Speaking with reporters, the Speaker maintained that the FGM lawmaker had “made a mountain out of a molehill,” asserting that the opposition was entirely aware of the strict mathematical regulations governing committee selections before manufacturing a public outcry.
The political firestorm erupted after Walton-Desir failed to secure a seat on any of the 15 main parliamentary committees, despite nominations put forward by the major opposition coalitions, A Partnership for National Unity (APNU) and We Invest in Nationhood (WIN). In a scathing video statement published to Facebook, Walton-Desir slammed the governing People’s Progressive Party/Civic (PPP/C), stating, “The selective application of numbers really does tell you all you need to know about the PPP/C.”
However, Speaker Nadir forcefully rejected allegations of political bias, revealing that opposition parliamentarians were fully complicit in orchestrating the drama.
“That particular MP, I believe, was set up. Right? People set up this situation,” Nadir declared, pointing out that opposition MP Tabitha Sarabo-Halley had openly acknowledged that the benches were fully aware of what the committee compositions would look like under the law. “So if you knew what the composition of committees are, why are you going to go and break the rules?”
The Speaker explained that while the larger parliamentary blocks successfully placed members on various bodies, the FGM simply did not command the raw electoral math required by long-standing parliamentary practice and statutory rules. Under the official seat-allocation formula, Walton-Desir’s movement—which secured its lone seat in the 13th Parliament with just over 4,000 votes—fell completely short of the threshold needed to qualify for an independent committee nomination.
Nadir noted that this is not a novel legal precedent.
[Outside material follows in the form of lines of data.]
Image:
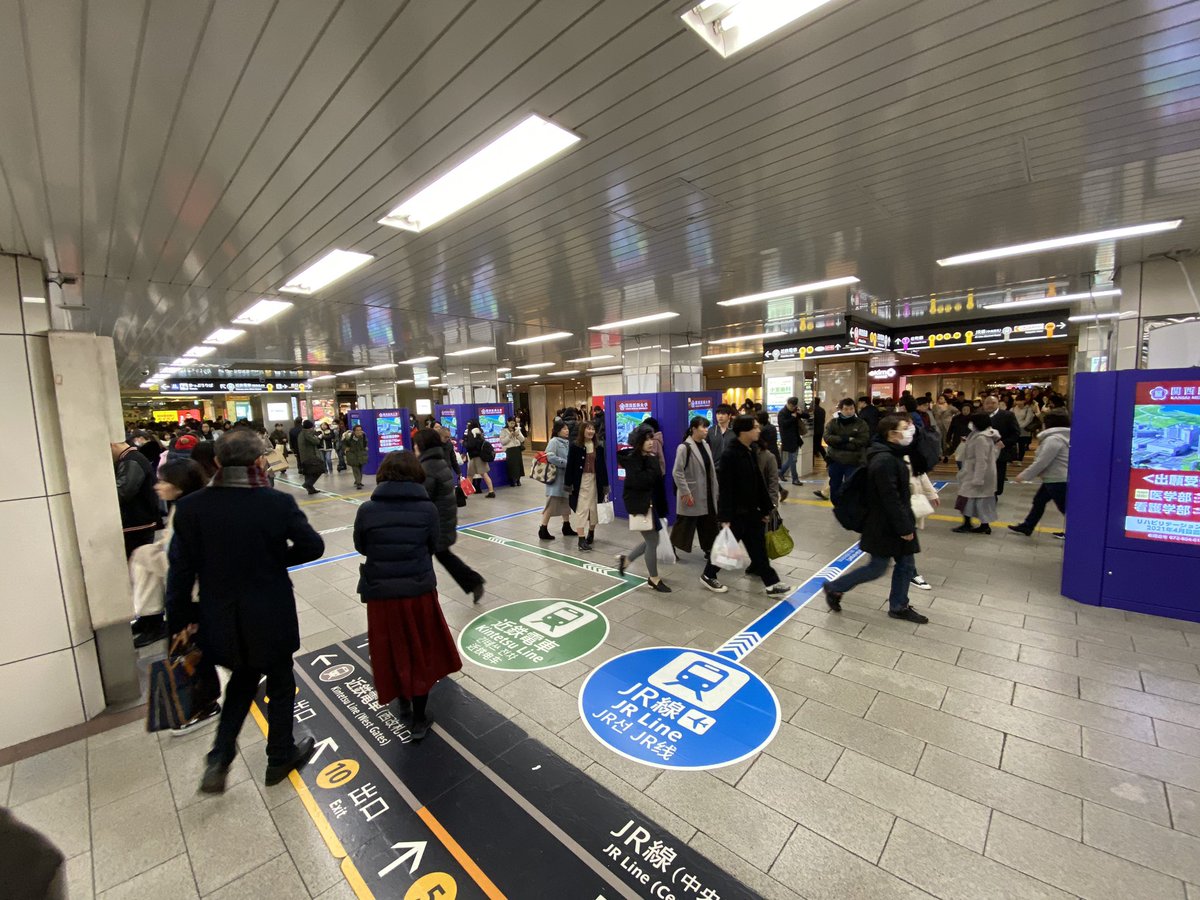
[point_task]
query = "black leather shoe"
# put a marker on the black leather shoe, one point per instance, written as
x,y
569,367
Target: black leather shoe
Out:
x,y
299,756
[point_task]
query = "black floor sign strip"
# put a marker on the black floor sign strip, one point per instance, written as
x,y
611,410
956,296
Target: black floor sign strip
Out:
x,y
499,814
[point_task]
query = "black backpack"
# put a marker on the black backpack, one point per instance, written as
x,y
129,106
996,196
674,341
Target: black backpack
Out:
x,y
850,509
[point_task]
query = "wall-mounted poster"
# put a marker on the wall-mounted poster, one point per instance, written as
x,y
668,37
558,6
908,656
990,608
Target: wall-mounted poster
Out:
x,y
1164,463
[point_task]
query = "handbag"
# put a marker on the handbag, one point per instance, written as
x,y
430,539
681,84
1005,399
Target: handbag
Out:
x,y
641,522
543,469
181,684
779,543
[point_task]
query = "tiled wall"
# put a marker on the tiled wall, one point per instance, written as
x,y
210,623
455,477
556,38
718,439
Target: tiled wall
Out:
x,y
49,677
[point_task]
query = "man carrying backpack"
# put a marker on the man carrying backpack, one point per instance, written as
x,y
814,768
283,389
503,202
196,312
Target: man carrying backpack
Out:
x,y
889,529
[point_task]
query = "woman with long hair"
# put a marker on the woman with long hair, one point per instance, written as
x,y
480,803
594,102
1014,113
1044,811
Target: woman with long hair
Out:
x,y
587,480
411,646
646,501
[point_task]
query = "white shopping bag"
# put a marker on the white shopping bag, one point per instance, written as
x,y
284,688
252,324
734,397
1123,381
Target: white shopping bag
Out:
x,y
666,551
729,552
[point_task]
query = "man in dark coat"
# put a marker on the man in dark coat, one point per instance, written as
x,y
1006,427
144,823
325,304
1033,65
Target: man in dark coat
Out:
x,y
135,492
439,484
743,503
239,537
1003,421
891,529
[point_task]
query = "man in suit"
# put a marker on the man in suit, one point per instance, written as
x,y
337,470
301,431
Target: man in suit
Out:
x,y
1003,421
238,538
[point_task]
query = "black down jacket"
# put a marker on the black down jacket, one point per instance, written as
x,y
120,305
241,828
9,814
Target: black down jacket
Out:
x,y
397,533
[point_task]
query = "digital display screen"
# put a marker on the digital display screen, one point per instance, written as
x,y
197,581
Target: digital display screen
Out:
x,y
491,420
630,413
390,433
1164,463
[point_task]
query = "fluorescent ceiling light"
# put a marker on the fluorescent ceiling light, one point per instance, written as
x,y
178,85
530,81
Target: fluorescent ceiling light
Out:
x,y
735,24
520,149
813,287
1073,240
731,355
262,311
1050,300
761,335
225,335
541,339
639,321
331,267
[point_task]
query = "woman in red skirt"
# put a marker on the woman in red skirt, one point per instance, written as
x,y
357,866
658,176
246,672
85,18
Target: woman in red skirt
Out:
x,y
411,645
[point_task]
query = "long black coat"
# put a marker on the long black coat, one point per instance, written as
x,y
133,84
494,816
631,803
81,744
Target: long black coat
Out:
x,y
575,459
397,532
645,485
239,541
439,484
742,490
888,503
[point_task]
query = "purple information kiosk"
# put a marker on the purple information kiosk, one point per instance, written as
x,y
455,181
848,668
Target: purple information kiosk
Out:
x,y
1133,539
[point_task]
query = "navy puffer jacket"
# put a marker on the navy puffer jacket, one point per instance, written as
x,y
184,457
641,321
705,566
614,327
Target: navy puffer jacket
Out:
x,y
397,533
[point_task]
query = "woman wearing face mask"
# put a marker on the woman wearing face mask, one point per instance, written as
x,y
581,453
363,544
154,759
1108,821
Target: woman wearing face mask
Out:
x,y
889,533
977,479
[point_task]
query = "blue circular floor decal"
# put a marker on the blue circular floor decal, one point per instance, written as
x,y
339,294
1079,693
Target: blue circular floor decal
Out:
x,y
678,708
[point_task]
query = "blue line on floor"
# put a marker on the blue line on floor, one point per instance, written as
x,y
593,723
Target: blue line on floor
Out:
x,y
769,622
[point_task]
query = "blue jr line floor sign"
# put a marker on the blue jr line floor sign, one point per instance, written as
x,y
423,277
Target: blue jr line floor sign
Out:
x,y
683,708
679,708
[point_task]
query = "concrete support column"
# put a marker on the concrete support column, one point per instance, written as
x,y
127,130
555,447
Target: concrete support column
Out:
x,y
49,669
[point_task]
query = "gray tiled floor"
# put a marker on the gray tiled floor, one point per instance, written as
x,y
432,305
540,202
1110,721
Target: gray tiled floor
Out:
x,y
1019,745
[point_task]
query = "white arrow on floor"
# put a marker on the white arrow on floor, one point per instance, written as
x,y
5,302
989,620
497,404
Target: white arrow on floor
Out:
x,y
414,849
322,745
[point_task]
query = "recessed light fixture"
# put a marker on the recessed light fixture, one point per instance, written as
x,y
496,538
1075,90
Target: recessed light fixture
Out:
x,y
1072,240
1051,300
731,355
541,339
730,25
760,336
331,267
523,147
791,292
627,323
262,311
225,335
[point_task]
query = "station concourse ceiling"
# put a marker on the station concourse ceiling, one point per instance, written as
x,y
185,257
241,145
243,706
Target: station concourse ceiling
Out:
x,y
181,160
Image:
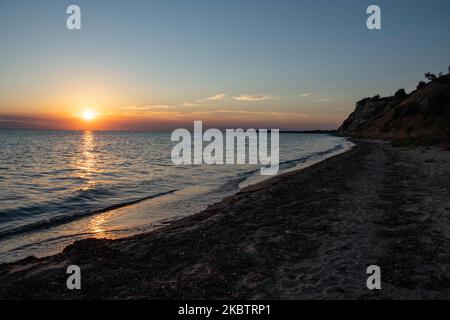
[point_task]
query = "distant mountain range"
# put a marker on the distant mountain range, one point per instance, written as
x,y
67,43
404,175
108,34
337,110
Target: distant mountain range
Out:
x,y
423,115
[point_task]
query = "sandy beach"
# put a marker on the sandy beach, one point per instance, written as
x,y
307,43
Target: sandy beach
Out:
x,y
307,234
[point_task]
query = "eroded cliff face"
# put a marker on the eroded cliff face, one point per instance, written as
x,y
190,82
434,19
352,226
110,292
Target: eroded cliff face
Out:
x,y
424,113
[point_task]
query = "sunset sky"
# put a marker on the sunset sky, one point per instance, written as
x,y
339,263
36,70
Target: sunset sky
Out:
x,y
157,65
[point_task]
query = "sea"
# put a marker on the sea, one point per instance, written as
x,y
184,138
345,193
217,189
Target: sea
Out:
x,y
57,187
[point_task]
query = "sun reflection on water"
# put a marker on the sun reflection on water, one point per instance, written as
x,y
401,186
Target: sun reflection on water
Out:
x,y
87,161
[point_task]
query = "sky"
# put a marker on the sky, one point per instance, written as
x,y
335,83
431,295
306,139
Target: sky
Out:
x,y
160,65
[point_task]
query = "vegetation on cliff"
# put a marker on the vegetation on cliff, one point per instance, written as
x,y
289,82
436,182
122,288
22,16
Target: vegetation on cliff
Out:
x,y
422,114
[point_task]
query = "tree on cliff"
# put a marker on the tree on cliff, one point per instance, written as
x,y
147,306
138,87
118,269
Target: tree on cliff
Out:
x,y
430,76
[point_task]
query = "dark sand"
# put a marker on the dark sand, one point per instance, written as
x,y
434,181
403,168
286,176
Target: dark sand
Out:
x,y
304,235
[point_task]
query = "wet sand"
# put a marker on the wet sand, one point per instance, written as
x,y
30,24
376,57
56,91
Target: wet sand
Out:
x,y
307,234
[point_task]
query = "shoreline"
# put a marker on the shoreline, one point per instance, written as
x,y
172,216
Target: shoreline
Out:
x,y
305,234
125,219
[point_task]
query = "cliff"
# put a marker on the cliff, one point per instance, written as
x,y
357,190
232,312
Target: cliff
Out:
x,y
423,114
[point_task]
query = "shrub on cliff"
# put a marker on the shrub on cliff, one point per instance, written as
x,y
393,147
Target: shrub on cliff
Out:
x,y
400,94
430,76
421,85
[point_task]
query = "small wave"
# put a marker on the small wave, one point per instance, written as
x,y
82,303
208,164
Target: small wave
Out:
x,y
62,219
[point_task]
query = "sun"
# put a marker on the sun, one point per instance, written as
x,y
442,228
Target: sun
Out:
x,y
88,115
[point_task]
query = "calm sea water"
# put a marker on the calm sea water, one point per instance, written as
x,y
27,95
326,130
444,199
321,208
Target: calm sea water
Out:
x,y
58,186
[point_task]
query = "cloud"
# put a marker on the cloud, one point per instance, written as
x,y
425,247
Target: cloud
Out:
x,y
190,104
219,96
323,100
253,98
147,107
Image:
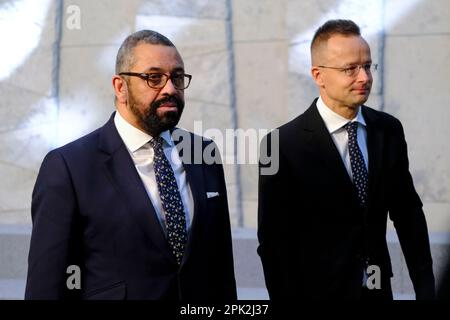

Following the 2020 elections, a similar joinder-party configuration saw minor-party parliamentarians like former Deputy Speaker Lenox Shuman and Dr. Asha Kissoon face the exact same exclusion from standing committees based on identical proportionality rules, prompting them to vent their frustrations in open letters to the press at the time.
Pivoting from defense to warning, Speaker Nadir signaled that the House is actively preparing to take formal disciplinary action against members who publicly attack the integrity of the chair. He sternly reminded lawmakers that the National Assembly maintains strict standing orders to address MPs who deliberately mislead the public or undermine the lawful, non-discretionary rulings of the Speaker.
Emphasizing that parliamentary leadership must decisively “nip such behavior in the bud” to protect the foundational decorum of the legislative branch, Nadir indicated that the upcoming sitting of the National Assembly will explicitly reveal how these infractions will be handled.